The academic paper, called “managing extreme AI risks amid rapid progress,” recommends government security frameworks that will impose stricter requirements as the technology rapidly evolves.
It also calls for more funding for newly established bodies such as the UK and US AI Safety Institutes; forcing tech companies to implement stricter risk controls; and limiting the use of autonomous AI systems in important societal roles.
“Society’s response, despite promising first steps, is out of proportion to the possibility of rapid, transformative progress expected by many experts,” said the paper published Monday in the journal Science. “Security research in the field of AI is lagging behind. Current governance initiatives lack the mechanisms and institutions to prevent abuse and recklessness, and hardly address autonomous systems.”

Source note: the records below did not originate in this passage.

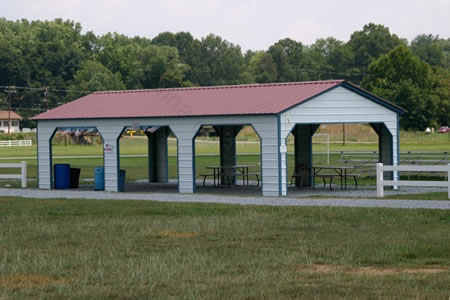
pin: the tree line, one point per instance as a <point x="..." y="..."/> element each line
<point x="57" y="55"/>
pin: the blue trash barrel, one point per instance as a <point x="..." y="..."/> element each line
<point x="62" y="176"/>
<point x="99" y="178"/>
<point x="122" y="174"/>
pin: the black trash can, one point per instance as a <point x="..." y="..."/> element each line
<point x="74" y="177"/>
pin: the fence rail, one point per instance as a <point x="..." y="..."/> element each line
<point x="22" y="176"/>
<point x="13" y="143"/>
<point x="381" y="183"/>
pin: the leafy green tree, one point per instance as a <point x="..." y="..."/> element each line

A global AI safety summit at Bletchley Park in Britain last year saw a voluntary testing agreement with tech companies including Google, Microsoft and Mark Zuckerberg’s Meta, while the EU has introduced an AI law and in the US an executive order from the White House has issued new AI safety requirements.
The article says that advanced AI systems – technology that performs tasks typically associated with intelligent beings – could help cure diseases and raise living standards, but also pose the threat of eroding social stability and enabling automated warfare is made. However, it warns that the technology industry’s move towards the development of autonomous systems poses an even greater threat.
“Companies are shifting their focus to developing generalist AI systems that can act autonomously and pursue goals. Increases in capabilities and autonomy could soon dramatically increase the impact of AI, with risks including large-scale social harm, malicious use, and an irreversible loss of human control over autonomous AI systems,” the experts said, adding that unchecked AI advances could lead to the ‘marginalization or extinction of humanity’.
The next stage in the development of commercial AI is ‘agentic’ AI, the term for systems that can act autonomously and, in theory, carry out and complete tasks such as booking holidays.
Last week, two tech companies offered a glimpse of that future with OpenAI’s GPT-4o, which can make real-time voice conversations, and Google’s Project Astra, which could use a smartphone camera to identify locations and read and explain computer code. and create alliterative sentences.
Other co-authors of the proposals include best-selling author of Sapiens, Yuval Noah Harari, the late Daniel Kahneman, a Nobel laureate in economics, Sheila McIlraith, a professor of AI at the University of Toronto, and Dawn Song, a professor at the University of Toronto. University of California, Berkeley. The paper published on Monday is a peer-reviewed update of the initial proposals submitted before the Bletchley meeting.